白雯站在鞭炮的红屑里,看着江帆手舞足蹈的样子,忽然觉得,这个人虽然闹腾,但……
但他是真的为她高兴。比她自己还高兴。
"江帆,"她拉住他的手,"够了,别放了。"
"不够!我还要去饭店摆一桌!"
"不用摆桌。"白雯说,"你回家,给我做一碗胡辣汤就行。"
江帆愣了:"就一碗汤?"
"就一碗汤。"白雯点头,"你第一次给我做的那种。胡椒多一点,面筋筋道一点,牛肉粒方一点。我想……回忆一下最开始的味道。"
江帆看着她,忽然明白了。她的爱,不在鞭炮里,不在酒席里,在一碗胡辣汤里。在他们最开始的地方。
"中!"他重重地点头,"回家!我给你做!"
那天傍晚,江家菜馆提前关门。江帆在厨房里熬了一锅最浓的胡辣汤,白雯坐在柜台后,翻着新领的教材。

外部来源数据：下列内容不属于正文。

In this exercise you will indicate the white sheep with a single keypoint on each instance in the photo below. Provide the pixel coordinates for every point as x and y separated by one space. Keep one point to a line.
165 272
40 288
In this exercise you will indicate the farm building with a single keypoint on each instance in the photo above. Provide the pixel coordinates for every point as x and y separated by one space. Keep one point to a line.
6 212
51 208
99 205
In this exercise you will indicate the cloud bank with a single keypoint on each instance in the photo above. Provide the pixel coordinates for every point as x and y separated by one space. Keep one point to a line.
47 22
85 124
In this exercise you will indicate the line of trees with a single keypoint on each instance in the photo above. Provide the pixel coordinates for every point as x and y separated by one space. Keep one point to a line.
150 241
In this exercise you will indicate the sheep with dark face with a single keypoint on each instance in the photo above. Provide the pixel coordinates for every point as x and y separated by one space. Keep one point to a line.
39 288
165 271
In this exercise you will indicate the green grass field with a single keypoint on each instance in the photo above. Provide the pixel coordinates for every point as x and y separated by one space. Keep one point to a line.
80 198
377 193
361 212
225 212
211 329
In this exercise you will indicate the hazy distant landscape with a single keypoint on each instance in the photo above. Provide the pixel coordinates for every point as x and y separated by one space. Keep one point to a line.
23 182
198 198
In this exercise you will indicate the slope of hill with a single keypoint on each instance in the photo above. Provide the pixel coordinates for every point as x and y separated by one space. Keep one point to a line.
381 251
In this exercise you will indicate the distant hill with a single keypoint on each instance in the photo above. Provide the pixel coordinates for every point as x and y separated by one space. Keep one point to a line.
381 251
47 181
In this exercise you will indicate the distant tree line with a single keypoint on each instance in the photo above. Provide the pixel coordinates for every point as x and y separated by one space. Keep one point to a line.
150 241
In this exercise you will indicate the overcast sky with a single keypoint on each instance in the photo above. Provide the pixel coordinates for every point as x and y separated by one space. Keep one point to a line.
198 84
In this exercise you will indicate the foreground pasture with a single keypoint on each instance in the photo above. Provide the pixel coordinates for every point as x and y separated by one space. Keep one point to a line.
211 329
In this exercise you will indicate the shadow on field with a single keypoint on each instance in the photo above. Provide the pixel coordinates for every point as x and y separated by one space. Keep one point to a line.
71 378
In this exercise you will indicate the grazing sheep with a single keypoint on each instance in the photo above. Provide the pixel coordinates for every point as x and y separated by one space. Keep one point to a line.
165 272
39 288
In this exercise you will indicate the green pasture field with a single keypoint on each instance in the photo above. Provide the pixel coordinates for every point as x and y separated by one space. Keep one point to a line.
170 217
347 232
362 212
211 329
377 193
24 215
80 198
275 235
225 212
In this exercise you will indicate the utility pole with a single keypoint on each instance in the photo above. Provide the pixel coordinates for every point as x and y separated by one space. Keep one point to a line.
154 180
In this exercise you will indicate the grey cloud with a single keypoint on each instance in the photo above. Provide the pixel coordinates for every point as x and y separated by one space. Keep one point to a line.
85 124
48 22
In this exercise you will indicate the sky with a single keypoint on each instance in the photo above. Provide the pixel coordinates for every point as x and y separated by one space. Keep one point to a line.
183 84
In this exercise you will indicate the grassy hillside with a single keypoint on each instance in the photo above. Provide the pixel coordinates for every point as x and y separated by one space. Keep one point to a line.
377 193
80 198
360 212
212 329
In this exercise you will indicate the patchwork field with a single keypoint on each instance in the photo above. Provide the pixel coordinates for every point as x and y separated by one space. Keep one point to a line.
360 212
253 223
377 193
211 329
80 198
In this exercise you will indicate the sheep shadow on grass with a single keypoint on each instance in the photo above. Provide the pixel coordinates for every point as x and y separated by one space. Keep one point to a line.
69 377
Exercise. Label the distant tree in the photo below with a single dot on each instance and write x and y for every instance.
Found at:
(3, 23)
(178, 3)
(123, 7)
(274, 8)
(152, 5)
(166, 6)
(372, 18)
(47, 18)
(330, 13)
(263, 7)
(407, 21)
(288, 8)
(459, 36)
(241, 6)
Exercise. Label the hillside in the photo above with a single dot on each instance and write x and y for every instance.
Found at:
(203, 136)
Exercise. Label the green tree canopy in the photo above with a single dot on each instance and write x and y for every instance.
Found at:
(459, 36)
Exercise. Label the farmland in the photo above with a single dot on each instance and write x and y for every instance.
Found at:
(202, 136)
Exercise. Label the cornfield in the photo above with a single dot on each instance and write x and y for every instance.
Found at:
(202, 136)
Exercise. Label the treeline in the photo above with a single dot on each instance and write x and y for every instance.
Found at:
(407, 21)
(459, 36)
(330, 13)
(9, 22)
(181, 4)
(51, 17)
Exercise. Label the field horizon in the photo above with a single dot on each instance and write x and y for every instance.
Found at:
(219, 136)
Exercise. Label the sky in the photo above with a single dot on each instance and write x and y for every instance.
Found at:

"白雯,"江帆端着汤出来,"你知道我最骄傲的是啥不?"
"啥?"
"不是这菜馆,不是这手艺,是……"他放下碗,认真地说,"是你。你从幼儿园到小学,以后还要到中学、到大学。你每走一步,我都跟着沾光。别人问我'江帆你干啥的',我说'我媳妇是老师',他们就得高看我一眼。这感觉,比挣多少钱都得劲。"
白雯端起碗,喝了一口汤。胡椒的辛香在舌尖炸开,面筋弹牙,牛肉粒鲜香。还是最开始的味道,但比最开始更醇厚了。
"江帆,"她说,"你知道我最骄傲的是啥吗?"
"啥?"
"是你。"白雯看着他,眼神清澈,"别人问我'白老师你爱人是干啥的',我说'他是厨子'。他们也许不会高看我,但我知道,这个厨子每天凌晨三点起床,给我熬汤,送我上班,帮我抄教案,替我放鞭炮。这世上有多少老师,就有多少种爱情。我的爱情,是一碗胡辣汤。"
江帆的眼眶湿了。他转过身,假装擦灶台,偷偷抹了把眼睛。
"白雯,"他背对着她说,"你这翻译水平,越来越高了。"
"跟你学的。"
"那我再教你一句。"江帆转过身,笑着说,"胡辣汤要趁热喝,爱情要趁活着爱。咱们……咱们继续?"
白雯端起碗,把最后一口汤喝完。
"继续。"她说。
窗外,解放路的槐树郁郁葱葱。1989年的夏天,热风吹进菜馆,带着胡辣汤的香气,飘向更远的地方。